With inflation at a 41-year-high in May and interest and mortgage rates rising, buying a home is getting more expensive for many Americans. And now, renovating one is also proving costlier, especially for new homebuyers, a new survey finds.
The 2022 Houzz & Home Survey of 70,000 U.S. respondents, found that homeowners plan to spend $15,000 this year to renovate their houses. That’s a four-year high and a 50% jump over the $10,000 Americans spent over the previous three years.
The survey shows that in 2022, 55% of homeowners are planning to renovate their house, while 46% plan to decorate it. In addition, homeowners with higher-budget renovations are planning to spend $75,000 on projects in 2022 compared with $60,000 in 2021, the survey notes.
“Market fundamentals, including limited and aging housing stock, continue to propel the home renovation market,” Marine Sargsyan, Houzz staff economist, said in the survey’s press release. “Homeowners are clearly committed to investing in their homes despite heightened product and material costs driven by supply chain disruptions, and are exploring diverse funding sources. This is especially pronounced among recent homebuyers, who rely heavily on cash from previous home sales to fund their projects and spend significantly more than the national median.”

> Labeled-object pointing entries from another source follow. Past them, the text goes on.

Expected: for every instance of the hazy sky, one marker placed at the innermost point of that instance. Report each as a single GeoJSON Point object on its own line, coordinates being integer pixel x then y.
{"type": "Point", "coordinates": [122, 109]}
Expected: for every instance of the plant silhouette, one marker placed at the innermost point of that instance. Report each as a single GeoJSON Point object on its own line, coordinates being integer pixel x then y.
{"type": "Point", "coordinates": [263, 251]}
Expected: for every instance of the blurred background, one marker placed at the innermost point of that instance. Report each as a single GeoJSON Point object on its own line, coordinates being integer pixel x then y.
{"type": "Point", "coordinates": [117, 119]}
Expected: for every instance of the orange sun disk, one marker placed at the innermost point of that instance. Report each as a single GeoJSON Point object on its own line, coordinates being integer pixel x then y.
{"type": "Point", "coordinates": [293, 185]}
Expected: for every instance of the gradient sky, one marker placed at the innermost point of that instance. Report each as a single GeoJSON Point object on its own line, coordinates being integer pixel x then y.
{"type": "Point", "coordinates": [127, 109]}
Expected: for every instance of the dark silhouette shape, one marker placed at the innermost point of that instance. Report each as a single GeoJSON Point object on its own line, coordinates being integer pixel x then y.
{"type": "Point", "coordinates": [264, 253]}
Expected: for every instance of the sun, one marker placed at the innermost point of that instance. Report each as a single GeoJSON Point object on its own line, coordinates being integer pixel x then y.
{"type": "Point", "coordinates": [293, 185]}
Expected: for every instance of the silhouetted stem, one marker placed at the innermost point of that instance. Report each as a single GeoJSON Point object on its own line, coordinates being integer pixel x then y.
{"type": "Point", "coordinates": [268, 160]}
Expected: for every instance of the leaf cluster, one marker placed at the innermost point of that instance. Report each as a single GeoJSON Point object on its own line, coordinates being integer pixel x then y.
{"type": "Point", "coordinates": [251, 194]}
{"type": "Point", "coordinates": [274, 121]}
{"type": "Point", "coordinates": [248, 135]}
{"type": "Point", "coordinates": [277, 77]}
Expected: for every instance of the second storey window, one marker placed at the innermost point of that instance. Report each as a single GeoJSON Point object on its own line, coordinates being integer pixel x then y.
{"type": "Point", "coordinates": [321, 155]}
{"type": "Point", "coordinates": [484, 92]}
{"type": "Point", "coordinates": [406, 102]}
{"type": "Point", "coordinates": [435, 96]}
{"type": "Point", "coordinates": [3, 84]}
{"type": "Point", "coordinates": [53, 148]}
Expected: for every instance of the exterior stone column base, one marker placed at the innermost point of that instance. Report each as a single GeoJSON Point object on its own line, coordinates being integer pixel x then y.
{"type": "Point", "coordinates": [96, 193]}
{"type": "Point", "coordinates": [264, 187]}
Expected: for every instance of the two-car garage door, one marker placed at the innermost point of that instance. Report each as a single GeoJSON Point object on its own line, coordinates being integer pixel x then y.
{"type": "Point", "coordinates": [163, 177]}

In terms of home improvements Americans are splurging on most today, kitchens still come first, according to Realtor.com. In fact, homeowners are spending 25% more in this space than in 2021.
“Kitchens have the best return on investment,” Khari Washington, a real estate broker at 1st United Realty & Mortgage, told Realtor.com.
Smaller spaces are also seeing an increase in spending, including include guest baths (38%), laundry rooms (33%), and guest bedrooms (28%), according to Realtor.com.
On the other hand, only 18% of new homeowners are investing in home office renovation.
Realtor.com also notes that open floor plans continue to reign supreme, as 29% say they’re knocking down walls.
“People do like open space, but with housing prices climbing, buyers may have settled for homes with layouts they didn’t like,” Washington told Realtor.com. “And current homeowners have decided to stay in their existing houses and make them over into the format they want.”
Finally, Americans are splurging on home security systems, as there has been an increase since 2015 in outdoor security systems, Realtor.com notes.
Tony Mariotti, a real estate agent and founder of RubyHome, told Realtor.com that the drop in prices of internet-enabled cameras and sensors means installing them is more affordable and attractive to cash-strapped homeowners today.
He added, however, that “I don’t personally believe they are much of a deterrent for thieves. Since once you’ve recorded a masked person taking your Amazon packages from your porch, then what?”